Section 6: Data processing

Warning View the most recent version.

Archived Content

Information identified as archived is provided for reference, research or recordkeeping purposes. It is not subject to the Government of Canada Web Standards and has not been altered or updated since it was archived. Please "contact us" to request a format other than those available.

Data capture

Since 1994, responses to survey questions are captured directly by the interviewer at the time of the interview using a computerized questionnaire on a lap-top or desktop computer. The computerized questionnaire reduces processing time and costs associated with data entry, transcription errors, and data transmission. The response data are encrypted to ensure confidentiality and sent via modem to the appropriate Statistics Canada Regional Office. From there they are transmitted over a secure line to Ottawa for further processing. Prior to the introduction of computer assisted interviewing (CAI), information was recorded by the interviewer on a paper questionnaire, which was then sent for data capture in the Regional Office before transmission to Ottawa.

Editing

Some editing is done directly at the time of interview. Where the information entered is out of range (too large or small) of expected values, or inconsistent with previous entries, the interviewer is prompted, through message screens on the computer, to modify the information. However, interviewers have the option of bypassing the edits, and of skipping questions if the respondent does not know the answer or refuses to answer. Therefore, the response data are subjected to further edit and imputation processes once they arrive in head office.
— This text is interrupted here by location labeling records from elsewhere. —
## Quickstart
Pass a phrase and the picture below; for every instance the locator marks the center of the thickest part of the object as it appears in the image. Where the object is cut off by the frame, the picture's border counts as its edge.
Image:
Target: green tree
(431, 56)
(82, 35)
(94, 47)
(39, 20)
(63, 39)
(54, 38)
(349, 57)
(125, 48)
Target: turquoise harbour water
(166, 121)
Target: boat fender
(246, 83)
The editing and imputation phases of processing involve the identification of logically inconsistent or missing information items, and the modification of such conditions. Since the true value of each entry on the questionnaire is not known, the identification of errors can be done only through recognition of obvious inconsistencies (for example, a 15 year-old respondent who is recorded as having last worked in 1940). If a value is suspicious but reasonable, the erroneous value will find its way into the monthly statistics. For that reason emphasis must be placed on quality controls and interviewer training to ensure that errors are both minimal in number and non-systematic in nature.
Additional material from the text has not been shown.